Have you ever seen a product blow up and felt a twinge of jealousy? If yes, look a little closer, and you'll find scaling troubles, an existential crisis, and a struggle to find relevance beyond the fad.
Do you ever wonder what happened to Clubhouse? The brilliantly timed launch of the audio-only social media app in April 2020 ensured that it shaped the experience of the 'new normal' worldwide. Their invite-only system and iOS launch helped add an air of exclusivity and attracted thousands of users to their platform. You could be sitting in your sweatpants in your house and "be" in the same room as Elon Musk - that's a pretty sweet deal. So, where did it go wrong?
By late 2021, Clubhouse was observing a steep decline in active users and downloads. Now, we barely hear it being mentioned. There are several reasons for Clubhouse's downfall - content curation, moderation, and product market fit. When people started returning to their everyday lives, they didn't find Clubhouse relevant anymore.

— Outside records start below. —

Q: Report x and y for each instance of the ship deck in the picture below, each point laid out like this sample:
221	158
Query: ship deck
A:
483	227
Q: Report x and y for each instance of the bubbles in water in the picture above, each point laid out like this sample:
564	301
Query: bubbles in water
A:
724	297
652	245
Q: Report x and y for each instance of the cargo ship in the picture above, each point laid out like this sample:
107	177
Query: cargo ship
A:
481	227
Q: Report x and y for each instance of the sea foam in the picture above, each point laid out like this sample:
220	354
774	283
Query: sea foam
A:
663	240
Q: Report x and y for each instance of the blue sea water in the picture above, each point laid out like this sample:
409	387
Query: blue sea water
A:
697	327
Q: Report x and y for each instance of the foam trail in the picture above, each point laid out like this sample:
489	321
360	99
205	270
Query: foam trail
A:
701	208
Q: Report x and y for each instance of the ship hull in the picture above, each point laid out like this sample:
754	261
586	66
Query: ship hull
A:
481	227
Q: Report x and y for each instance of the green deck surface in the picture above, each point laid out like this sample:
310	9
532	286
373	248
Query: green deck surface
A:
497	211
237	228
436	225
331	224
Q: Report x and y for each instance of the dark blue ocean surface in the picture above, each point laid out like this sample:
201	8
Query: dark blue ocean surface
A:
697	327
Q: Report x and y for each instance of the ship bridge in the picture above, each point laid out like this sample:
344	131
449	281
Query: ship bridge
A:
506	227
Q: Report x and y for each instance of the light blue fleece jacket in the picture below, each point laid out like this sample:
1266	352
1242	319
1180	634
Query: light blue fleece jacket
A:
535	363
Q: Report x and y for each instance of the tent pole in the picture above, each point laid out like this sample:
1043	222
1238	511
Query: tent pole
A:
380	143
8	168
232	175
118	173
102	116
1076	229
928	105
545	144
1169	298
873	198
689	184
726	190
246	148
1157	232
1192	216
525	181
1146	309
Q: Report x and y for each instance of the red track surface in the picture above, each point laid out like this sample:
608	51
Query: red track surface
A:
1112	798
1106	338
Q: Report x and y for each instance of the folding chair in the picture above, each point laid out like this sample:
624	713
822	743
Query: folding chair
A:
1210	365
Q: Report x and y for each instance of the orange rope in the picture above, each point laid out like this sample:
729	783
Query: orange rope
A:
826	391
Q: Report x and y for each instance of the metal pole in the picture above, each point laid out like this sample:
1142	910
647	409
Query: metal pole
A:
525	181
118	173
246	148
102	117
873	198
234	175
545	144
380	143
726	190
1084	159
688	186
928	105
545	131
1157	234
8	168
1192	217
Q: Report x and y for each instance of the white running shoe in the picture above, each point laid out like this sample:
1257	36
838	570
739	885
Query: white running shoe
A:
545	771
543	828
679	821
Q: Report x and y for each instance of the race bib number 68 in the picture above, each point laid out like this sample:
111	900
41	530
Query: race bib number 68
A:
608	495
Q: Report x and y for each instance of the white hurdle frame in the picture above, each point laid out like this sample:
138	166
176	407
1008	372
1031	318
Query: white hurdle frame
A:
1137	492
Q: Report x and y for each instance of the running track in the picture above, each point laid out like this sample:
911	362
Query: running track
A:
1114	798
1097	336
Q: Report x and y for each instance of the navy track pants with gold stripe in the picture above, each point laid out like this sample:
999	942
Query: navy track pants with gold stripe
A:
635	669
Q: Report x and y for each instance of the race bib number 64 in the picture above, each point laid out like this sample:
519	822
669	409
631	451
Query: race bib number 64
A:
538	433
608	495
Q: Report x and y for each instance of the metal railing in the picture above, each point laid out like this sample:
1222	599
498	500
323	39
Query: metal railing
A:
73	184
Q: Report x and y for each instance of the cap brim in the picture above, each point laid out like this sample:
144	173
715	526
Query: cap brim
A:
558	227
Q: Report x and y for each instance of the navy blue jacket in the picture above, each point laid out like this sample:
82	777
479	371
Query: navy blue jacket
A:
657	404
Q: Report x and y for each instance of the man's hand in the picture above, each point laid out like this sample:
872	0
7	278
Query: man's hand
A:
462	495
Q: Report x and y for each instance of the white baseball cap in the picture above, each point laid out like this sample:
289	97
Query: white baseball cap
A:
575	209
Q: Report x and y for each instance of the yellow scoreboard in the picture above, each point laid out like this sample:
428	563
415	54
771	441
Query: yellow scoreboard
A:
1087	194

Now, let's dial back the time machine and look at a viral product from the 2000s: Foursquare.
It was Twitter, but you could check in to locations to let your friends know where you were. Yes, there were very different standards for "cool" back then; but let's not turn our noses up at our tech ancestors. This app made "checking into places" a thing before it became mainstream and eventually died down. You could earn badges if you visited new places and restaurants offered discounts to encourage new visitors. Obama checked in on a town hall meeting, and astronaut Doug Wheelock checked into the International Space Station.
But by 2012, the hype had died down. Facebook created its check-in feature, Instagram was the latest sexy thing, and checking into places wasn't that cool anymore.
Instead of fading into oblivion, Foursquare did some soul searching and identified its golden egg. All those years of people checking in had given Foursquare access to one thing: pure unadulterated data.
It developed Pilgrim, an SDK that automatically senses when you move in and out of a venue. Today, Foursquare powers the location-aware arms of giants like Airbnb, Samsung, Uber, and Apple Maps. It took five years, but Foursquare finally found its place worldwide. It had transformed a shaky social network into a solid business model.
Gartner's hype cycle maps the five stages of a promising technology. Foursquare trudged through the Troughs of Disillusionment to reach the Plateau of Productivity. The jury's still out for Clubhouse.
Can you think of other viral products and where they clocked out in the hype cycle?